Hatta Türkiye’nin doğusu daha bir heyecanlı ve hararetliydi. Yıllarca PKK zulmü çeken insanlar, FETÖ’nünde planın bir parçası olduğunu görünce, her kanaldan kandırıldıklarını ve kullanıldıklarını anladılar. Bu darbe girişiminin -eğer polyanacılık oynayacak olursak- hayırlı yanı oldu; Türkiye’nin batısını ve doğusunu birleştirmiş oldu istemeden FETÖ.

Püskürtülen darbe girişiminden sonrası, ya da şölen havasında geçen direnişlerden sonra sanırım hepimiz yalnız kalınca işin ciddiyetini bir kez daha anladık.

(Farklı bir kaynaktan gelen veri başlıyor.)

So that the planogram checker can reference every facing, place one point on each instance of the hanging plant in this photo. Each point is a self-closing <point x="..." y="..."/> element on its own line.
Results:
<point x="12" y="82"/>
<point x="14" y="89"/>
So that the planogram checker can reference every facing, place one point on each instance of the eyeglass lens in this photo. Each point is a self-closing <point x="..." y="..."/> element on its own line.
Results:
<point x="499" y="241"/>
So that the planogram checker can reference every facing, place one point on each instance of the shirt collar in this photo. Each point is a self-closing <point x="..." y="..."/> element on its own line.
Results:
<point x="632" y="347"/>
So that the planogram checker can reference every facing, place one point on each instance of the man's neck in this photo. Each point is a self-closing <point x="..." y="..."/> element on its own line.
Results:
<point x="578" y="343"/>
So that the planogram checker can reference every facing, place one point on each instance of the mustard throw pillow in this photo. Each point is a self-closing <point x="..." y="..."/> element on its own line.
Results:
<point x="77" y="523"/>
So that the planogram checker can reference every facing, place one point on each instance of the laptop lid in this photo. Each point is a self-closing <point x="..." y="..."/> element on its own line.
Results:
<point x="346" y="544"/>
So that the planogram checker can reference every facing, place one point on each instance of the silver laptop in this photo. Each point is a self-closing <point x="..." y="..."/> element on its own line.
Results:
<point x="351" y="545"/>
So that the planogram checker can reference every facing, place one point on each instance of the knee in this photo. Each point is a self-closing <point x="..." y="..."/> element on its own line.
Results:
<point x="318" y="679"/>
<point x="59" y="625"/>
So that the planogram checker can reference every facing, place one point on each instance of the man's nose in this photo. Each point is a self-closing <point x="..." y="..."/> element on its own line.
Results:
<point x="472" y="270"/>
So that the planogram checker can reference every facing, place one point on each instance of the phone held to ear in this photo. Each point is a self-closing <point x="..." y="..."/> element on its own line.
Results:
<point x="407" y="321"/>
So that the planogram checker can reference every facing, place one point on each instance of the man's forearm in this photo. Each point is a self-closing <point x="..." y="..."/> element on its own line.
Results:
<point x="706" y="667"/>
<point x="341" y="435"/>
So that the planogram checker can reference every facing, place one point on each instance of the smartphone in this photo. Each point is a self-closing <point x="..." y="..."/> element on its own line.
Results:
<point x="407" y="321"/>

Sağcısından solcusuna, ateistinden dindarına kadar her kesimin bilerek veya bilmeyerek o güne kadar birlikte oldukları cemaatin vatan haini olması insanların ruh sağlığını da bozdu. Kanal kanal dolaşan ve FETÖ örgütünü deşifre eden itirafçılar, sinirlerin daha da çok bozulmasına neden oldu. Akşam FETÖ ile yatıp sabah FETÖ ile kalkıyoruz.

Fetullah Gülen hakkında her gün yeni bir şeyler öğrenip şok oluyoruz. Yediden yetmişe herkes terör uzmanı olmuş durumda. Kahvelerde, kadın günlerinde, otobüs duraklarında tek konu FETÖ.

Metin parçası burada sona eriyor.